Skalka speculates that these two virus groups might also be evolving more slowly. One reason for that might be because they have found a happy equilibrium with a reservoir species—such as bats—that has fostered the relative stasis.

Such a theory is "very tantalizing," Coffin says. "I think it makes perfectly good sense [but] it obviously requires some experimental verification."

Other possibilities for their more frequent appearance in vertebrate genomes are that they might have a special relationship with germ line cells or have RNA that is more recognized by LINE elements—and thus more prone to get copied and spliced into the host's genetic code.

Genetic immunity
Although strains of hemorrhagic fever can be fatal for many humans and animals, these viral genetics might also be conferring some protection on their hosts. Skalka explains that RNA from these integrated viral sequences could bind with RNA of the incoming virus and destroy it or that proteins from these code segments could be similar, albeit different enough to intruding viruses to "muck up the whole replication cycle," she says.
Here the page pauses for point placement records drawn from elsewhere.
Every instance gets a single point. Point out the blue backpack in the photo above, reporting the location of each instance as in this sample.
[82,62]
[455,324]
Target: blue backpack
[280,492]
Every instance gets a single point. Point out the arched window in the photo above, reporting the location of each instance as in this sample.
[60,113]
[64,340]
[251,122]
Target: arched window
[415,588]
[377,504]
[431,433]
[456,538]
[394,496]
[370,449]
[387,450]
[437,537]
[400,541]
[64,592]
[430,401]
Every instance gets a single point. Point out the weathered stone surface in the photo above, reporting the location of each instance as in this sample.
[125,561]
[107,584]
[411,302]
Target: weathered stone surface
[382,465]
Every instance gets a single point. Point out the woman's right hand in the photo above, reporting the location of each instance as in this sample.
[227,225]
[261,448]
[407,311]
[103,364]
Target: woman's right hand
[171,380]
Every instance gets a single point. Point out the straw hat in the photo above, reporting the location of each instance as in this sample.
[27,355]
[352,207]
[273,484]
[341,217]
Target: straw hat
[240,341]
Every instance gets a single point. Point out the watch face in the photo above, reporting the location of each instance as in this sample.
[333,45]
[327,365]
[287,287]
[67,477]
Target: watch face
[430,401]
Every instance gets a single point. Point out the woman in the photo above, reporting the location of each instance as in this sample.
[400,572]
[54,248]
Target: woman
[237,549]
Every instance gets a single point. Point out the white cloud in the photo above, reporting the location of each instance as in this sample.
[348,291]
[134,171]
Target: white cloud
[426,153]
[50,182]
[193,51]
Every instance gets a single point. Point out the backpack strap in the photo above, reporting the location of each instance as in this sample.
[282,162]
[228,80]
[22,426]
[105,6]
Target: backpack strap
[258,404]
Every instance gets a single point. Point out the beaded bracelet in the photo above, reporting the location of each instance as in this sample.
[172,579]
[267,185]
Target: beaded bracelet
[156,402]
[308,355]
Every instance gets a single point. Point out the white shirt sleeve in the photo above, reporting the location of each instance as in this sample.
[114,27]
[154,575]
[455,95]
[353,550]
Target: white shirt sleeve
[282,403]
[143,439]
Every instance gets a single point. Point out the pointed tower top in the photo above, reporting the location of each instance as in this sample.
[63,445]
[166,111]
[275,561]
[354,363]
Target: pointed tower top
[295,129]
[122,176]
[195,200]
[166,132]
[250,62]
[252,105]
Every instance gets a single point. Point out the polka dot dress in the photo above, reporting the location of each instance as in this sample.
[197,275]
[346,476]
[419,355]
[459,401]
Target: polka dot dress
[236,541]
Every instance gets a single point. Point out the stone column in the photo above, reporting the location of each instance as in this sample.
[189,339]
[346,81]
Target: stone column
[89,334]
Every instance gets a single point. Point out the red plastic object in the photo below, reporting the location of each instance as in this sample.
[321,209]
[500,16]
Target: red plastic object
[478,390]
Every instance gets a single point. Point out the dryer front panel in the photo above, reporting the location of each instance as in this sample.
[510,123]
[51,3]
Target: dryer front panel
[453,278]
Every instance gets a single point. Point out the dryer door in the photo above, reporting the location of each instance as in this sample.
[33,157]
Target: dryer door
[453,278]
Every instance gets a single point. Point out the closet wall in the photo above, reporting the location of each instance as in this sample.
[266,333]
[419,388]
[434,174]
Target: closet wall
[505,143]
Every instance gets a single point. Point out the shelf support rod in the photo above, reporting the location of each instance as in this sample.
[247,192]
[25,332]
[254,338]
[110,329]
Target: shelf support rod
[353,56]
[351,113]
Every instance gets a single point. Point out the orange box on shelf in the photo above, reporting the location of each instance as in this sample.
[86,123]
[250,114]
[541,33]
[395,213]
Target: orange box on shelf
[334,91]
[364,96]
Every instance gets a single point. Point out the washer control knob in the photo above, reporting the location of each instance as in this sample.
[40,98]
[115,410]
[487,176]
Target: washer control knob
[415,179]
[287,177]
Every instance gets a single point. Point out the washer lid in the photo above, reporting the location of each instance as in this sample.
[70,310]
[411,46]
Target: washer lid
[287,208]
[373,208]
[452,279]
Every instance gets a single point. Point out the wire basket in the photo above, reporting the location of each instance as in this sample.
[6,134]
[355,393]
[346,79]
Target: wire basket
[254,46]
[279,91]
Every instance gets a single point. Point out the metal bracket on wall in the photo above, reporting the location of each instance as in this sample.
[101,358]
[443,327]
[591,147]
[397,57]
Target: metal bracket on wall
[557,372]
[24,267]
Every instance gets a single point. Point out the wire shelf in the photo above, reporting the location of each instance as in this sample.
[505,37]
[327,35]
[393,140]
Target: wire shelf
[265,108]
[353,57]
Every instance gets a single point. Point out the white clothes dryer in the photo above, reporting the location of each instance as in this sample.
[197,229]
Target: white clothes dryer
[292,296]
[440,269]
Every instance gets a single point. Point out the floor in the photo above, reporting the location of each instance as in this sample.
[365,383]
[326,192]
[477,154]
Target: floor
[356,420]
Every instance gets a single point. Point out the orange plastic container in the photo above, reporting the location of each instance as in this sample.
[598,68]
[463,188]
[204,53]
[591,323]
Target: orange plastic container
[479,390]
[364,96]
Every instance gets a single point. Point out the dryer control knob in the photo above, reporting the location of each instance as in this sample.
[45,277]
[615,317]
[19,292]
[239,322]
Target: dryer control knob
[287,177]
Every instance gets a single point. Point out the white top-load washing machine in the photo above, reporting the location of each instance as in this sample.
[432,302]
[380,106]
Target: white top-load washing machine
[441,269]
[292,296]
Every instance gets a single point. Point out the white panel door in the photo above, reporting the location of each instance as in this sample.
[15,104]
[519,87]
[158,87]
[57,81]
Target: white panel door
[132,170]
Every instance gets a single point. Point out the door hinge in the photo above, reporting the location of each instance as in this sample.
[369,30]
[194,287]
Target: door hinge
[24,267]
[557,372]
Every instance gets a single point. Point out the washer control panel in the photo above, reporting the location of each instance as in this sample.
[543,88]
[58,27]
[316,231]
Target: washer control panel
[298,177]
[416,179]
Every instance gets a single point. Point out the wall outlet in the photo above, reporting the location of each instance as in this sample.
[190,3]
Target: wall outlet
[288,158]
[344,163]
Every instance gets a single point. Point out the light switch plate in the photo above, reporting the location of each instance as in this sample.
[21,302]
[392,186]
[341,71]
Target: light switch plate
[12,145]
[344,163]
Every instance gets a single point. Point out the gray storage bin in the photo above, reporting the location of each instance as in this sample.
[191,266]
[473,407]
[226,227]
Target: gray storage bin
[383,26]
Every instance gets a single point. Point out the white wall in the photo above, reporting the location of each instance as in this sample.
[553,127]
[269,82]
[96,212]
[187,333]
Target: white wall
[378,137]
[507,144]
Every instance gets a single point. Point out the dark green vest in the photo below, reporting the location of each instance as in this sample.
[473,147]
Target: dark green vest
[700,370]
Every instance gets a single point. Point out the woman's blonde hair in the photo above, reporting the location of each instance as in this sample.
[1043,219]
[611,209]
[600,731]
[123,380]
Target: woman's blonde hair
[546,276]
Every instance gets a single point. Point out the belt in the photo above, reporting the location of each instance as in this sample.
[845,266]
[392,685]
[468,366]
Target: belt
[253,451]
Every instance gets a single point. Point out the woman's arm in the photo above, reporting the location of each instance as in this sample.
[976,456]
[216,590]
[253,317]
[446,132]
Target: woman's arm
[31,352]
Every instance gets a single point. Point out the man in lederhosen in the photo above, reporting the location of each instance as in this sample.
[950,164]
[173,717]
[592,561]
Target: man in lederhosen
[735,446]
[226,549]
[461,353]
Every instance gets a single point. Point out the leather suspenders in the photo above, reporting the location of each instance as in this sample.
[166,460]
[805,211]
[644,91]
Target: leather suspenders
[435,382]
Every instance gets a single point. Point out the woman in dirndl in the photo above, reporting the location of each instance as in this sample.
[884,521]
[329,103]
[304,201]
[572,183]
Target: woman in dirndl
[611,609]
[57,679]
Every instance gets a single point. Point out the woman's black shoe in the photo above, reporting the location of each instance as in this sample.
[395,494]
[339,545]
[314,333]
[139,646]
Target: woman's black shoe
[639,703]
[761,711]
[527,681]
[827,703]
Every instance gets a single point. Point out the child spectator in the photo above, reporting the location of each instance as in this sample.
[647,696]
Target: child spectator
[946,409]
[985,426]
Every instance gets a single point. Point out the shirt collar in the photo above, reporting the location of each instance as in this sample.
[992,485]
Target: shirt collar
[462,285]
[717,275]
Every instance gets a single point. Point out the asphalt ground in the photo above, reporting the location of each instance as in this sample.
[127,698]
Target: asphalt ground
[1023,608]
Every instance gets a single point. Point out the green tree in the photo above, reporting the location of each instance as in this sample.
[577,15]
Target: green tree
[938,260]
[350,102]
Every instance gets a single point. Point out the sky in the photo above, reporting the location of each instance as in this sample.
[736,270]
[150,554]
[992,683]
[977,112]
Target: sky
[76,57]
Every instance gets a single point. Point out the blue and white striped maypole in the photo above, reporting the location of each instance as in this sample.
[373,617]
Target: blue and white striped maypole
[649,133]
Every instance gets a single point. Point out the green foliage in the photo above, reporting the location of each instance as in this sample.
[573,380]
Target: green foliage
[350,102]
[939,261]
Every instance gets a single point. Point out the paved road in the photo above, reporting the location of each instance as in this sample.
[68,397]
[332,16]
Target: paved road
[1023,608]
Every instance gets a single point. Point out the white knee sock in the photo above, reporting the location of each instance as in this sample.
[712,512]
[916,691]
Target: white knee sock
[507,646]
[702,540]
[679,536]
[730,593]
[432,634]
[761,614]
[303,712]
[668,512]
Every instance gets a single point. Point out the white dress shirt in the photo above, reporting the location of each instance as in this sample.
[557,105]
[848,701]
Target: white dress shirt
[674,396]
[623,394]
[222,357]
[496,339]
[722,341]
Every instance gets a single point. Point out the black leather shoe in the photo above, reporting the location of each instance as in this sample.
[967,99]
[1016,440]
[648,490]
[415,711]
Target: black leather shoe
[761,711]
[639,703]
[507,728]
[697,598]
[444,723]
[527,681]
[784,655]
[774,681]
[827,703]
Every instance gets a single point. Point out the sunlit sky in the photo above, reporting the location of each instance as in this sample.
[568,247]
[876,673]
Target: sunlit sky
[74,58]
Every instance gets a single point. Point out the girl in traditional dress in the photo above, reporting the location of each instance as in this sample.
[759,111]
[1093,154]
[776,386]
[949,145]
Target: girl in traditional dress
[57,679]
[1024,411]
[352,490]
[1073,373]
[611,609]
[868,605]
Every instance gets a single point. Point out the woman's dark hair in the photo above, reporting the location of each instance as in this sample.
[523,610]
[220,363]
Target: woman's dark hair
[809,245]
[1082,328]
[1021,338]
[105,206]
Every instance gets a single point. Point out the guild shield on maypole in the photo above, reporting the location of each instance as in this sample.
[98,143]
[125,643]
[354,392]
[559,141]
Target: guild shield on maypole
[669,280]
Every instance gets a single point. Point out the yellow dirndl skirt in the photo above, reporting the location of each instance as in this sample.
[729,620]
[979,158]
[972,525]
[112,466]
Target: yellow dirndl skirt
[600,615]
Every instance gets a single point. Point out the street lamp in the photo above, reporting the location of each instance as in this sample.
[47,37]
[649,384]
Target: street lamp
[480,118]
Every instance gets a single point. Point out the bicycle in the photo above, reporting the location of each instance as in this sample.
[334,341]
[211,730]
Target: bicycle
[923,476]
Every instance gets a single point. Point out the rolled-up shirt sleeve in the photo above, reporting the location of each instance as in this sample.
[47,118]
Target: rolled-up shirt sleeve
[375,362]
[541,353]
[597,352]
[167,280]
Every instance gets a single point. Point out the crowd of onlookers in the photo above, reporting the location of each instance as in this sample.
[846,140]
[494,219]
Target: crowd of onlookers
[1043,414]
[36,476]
Some of the next steps will be to try to find more of these viral fossils in animal genomes. And as more genomes are sequenced and analysis tools become even more efficient, Coffin expects that "things that are older—and thus more diverged—will become easier to find."

But the real trick will be trying to figure out just what these genetic relics are doing in the genomes. "In the case of retroviruses" in the genome, "they have conferred benefits that have nothing to do with viruses," Coffin says, noting one retroviral gene that has been found to help with placental growth. "They are just genes that the host has found useful for one function or another."

Skalka and her team hope to uncover if the same is true for these non-retroviral genes, she says. "We would like to know what the significance is in human beings."